If you have special claims needs, make sure the insurer can meet them.
•Technology and administration: Efficient electronic administration services can save time and money. Electronic plan enrolment systems and data interfaces between the insurer and an organization’s payroll or HRIS, for example, have cut back on data entry by HR staff and reduced the number of forms employees have to fill out. Some insurers have also begun to offer claims submission online, which provides convenience for employees and allows HR to concentrate on more strategic issues.
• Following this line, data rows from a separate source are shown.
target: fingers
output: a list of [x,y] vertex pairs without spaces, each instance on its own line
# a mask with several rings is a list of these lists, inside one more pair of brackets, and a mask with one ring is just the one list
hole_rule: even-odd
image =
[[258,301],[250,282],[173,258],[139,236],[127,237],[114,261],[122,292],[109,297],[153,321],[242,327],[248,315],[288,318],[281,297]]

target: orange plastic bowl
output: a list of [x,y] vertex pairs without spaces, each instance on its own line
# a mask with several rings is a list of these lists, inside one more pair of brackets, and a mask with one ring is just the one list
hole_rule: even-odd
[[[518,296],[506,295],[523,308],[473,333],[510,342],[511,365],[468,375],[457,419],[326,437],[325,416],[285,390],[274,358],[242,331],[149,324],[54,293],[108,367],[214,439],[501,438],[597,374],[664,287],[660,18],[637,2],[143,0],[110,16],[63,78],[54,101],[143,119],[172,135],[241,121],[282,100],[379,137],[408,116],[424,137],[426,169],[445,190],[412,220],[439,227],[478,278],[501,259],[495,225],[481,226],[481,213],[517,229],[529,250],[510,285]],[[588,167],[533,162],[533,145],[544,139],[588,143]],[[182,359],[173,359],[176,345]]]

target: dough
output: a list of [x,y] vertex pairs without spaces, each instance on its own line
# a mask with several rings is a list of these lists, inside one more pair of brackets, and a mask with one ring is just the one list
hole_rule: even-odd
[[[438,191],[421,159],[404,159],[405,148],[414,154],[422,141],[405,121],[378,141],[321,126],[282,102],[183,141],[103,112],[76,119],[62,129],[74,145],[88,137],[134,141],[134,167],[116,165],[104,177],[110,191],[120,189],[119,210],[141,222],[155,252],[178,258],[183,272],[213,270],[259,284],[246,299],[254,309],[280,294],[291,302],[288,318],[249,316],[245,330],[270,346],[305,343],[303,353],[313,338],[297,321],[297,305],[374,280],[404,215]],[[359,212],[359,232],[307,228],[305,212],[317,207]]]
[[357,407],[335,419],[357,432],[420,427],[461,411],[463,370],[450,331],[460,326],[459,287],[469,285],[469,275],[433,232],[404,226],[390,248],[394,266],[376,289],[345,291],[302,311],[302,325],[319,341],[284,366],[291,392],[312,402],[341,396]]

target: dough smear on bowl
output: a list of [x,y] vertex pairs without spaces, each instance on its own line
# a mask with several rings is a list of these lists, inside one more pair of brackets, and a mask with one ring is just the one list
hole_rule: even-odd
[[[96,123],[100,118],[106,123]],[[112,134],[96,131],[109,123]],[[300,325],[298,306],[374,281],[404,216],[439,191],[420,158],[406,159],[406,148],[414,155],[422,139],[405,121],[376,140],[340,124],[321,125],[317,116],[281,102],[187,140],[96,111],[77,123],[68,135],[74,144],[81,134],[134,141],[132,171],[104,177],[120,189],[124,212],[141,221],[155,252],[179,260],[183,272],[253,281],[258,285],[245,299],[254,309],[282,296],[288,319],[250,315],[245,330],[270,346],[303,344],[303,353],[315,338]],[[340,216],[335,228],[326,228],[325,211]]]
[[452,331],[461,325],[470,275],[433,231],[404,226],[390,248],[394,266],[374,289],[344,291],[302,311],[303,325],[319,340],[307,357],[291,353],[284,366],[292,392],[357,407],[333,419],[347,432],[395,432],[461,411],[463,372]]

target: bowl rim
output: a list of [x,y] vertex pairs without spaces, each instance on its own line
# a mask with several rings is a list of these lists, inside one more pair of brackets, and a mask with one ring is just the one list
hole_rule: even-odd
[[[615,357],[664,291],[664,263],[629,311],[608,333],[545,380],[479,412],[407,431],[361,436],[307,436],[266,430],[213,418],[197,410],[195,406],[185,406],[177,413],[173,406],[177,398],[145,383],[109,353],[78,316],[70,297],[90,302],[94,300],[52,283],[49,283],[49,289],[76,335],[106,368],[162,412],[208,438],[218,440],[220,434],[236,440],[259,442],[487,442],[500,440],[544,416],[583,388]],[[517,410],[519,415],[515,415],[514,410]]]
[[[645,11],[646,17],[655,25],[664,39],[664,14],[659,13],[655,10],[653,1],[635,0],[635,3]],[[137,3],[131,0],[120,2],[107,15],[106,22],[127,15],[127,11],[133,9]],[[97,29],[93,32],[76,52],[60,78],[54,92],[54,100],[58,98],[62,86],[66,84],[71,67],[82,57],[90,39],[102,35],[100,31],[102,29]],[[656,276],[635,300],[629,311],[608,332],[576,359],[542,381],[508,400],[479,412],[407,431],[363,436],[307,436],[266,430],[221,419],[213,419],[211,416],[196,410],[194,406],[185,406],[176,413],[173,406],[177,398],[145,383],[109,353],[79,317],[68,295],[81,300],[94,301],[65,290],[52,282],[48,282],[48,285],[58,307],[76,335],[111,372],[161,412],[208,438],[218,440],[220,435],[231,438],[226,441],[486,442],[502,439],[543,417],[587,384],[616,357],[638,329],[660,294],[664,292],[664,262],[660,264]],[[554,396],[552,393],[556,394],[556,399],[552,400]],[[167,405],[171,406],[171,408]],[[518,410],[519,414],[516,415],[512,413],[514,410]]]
•Reporting: How important is functional reporting such as divisional premium and claims figures to your organization? Technology has greatly improved the choice of reporting options for plan sponsors. Modern reporting systems now allow for more timely review of plan usage. Depending on priorities, reporting may be a trade-off for cost. One non-profit organization chose a carrier with a slightly higher cost factor, but with the ability to provide special reports required for plan analysis.
•Value-added services: During the selection process, don’t forget to evaluate the importance of innovative products and services. Value-added services can be a deciding factor — a manufacturing company with sales employees in Canada and the United States chose its insurer not because of cost, but based on the ability to cover employees on both sides of the border.
In addition, make sure to ask who provides the insurers third-party services, such as pay-direct drug claims, travel assistance and employee assistance program (EAP). Do these services such as EAP need to be bundled with the benefits provider or can a firm without any alliance to the insurer provide these services?
•Commitment to relationship: The reality is there are fewer insurance companies to choose from today. During your search, look for insurers that are not only flexible and creative problem-solvers, but are also willing to work to build a long-term relationship.
Given the time and resources required to change benefit providers and to position the new plan with employees, it is in your best interests to cultivate a relationship that will work for you in the long term.
Jeremy Pereira is a benefit consultant with Buck Consultant’s Toronto Group Health and Welfare Practice. He can be contacted at [email protected] or (416) 644-9293.
Putting the quote in perspective
Insurance quotes need to be evaluated individually and reviewed for the short- and long-term cost implications. Sometimes insurers quote prices at significantly lower rates in order to obtain your business. They may also offer rate and expense guarantees. Make sure you understand that while the initial pricing may look tempting, your organization could face large cost increases in subsequent years.
On the other hand, in one instance, a carrier provided what appeared to be a “low ball” quote to a large forestry company, with guaranteed costs for two years. Though costs were likely to increase after two years, the short-term savings were too good to pass up and the quote was accepted.